AI Slop Is Flooding Academic Journals. A Top Journal Measured It

The term “AI slop” usually describes the low-quality images and text that clutter social media feeds. It has now reached the peer review system that governs what counts as scientific knowledge.

Submissions to Organization Science , one of the top journals in management research, have risen 42% since the launch of ChatGPT. The writing has gotten worse.

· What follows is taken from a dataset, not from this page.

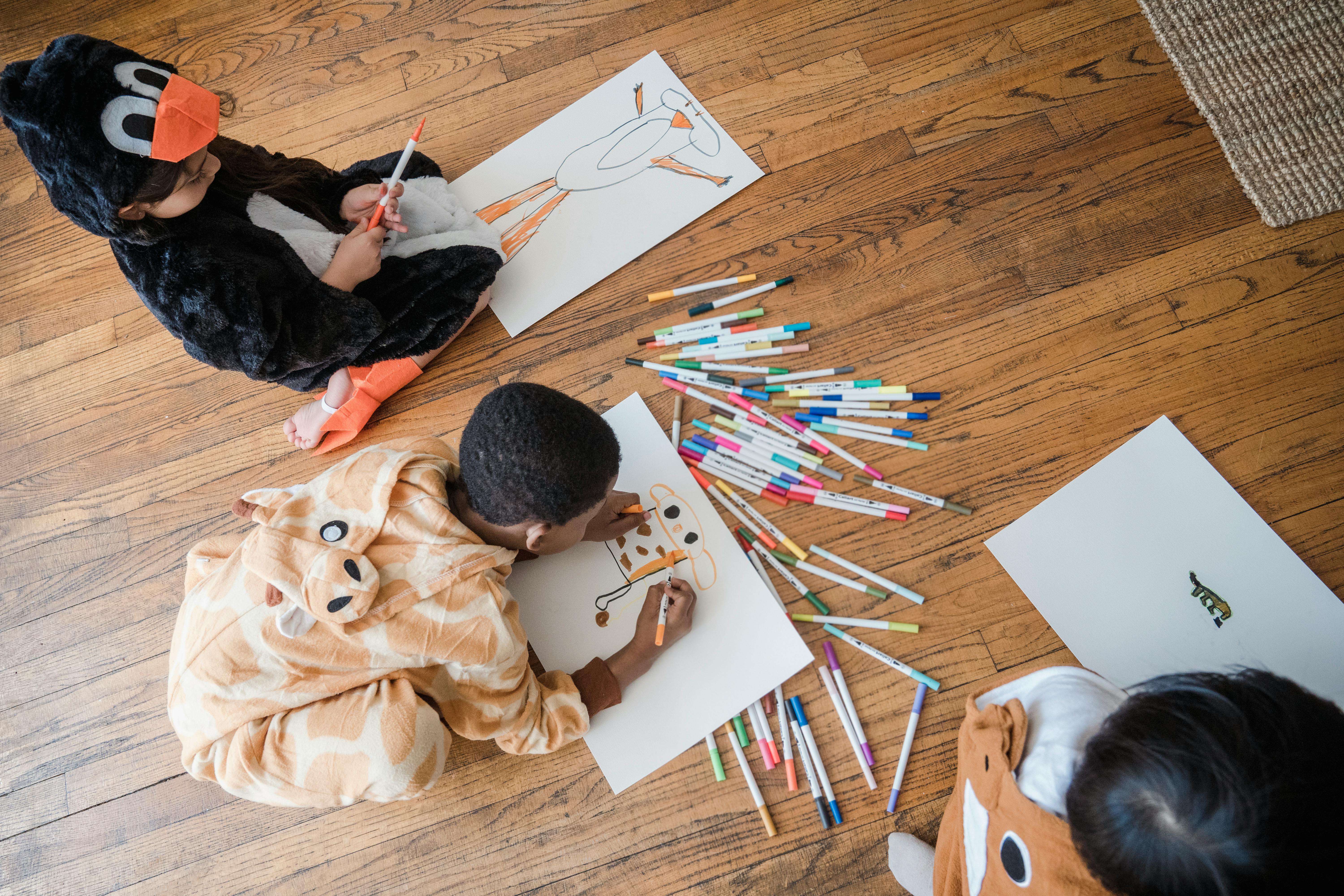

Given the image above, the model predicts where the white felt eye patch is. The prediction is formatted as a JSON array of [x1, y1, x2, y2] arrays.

A new study from the journal’s editorial team finds that AI generated manuscripts are harder to read, more jargon laden and more likely to be rejected than those written by humans. Meanwhile, over 30% of the expert peer reviews that journals routinely use to decide what to publish now show detectable AI use, and editors report that those reviews are essentially uninformative. The technology that was supposed to make science more productive is, for the moment, making it harder to evaluate. Undoubtedly, this is a snapshot of a system in transition, not a permanent verdict on AI in research. But the snapshot is worth a close look.

I have been writing about the structural pressures on peer review, and about the risk that AI tools could degrade the quality of scientific thinking even as they accelerate output. This paper, from the journal’s AI Task Force led by Sharique Hasan of Duke, is the first to put detailed data behind those concerns at a single journal.

When I spoke with Claudine Gartenberg, a senior editor on the team and a professor at Wharton, we ended up talking for nearly an hour. She is not an AI skeptic. “I use Claude Code and Codex all day long,” she told me. “Every aspect of my research program over the last year.” But she and her coauthors had been noticing something in the manuscripts crossing their desks, a qualitative shift that was hard to name. “We didn’t come with a point to make,” she said. “We just said, let’s put some facts to this feeling.” They analyzed 6,957 submissions and 10,389 reviews since January 2021, scoring each for AI content using Pangram, which independent evaluation has rated as the most accurate AI detection tool currently available.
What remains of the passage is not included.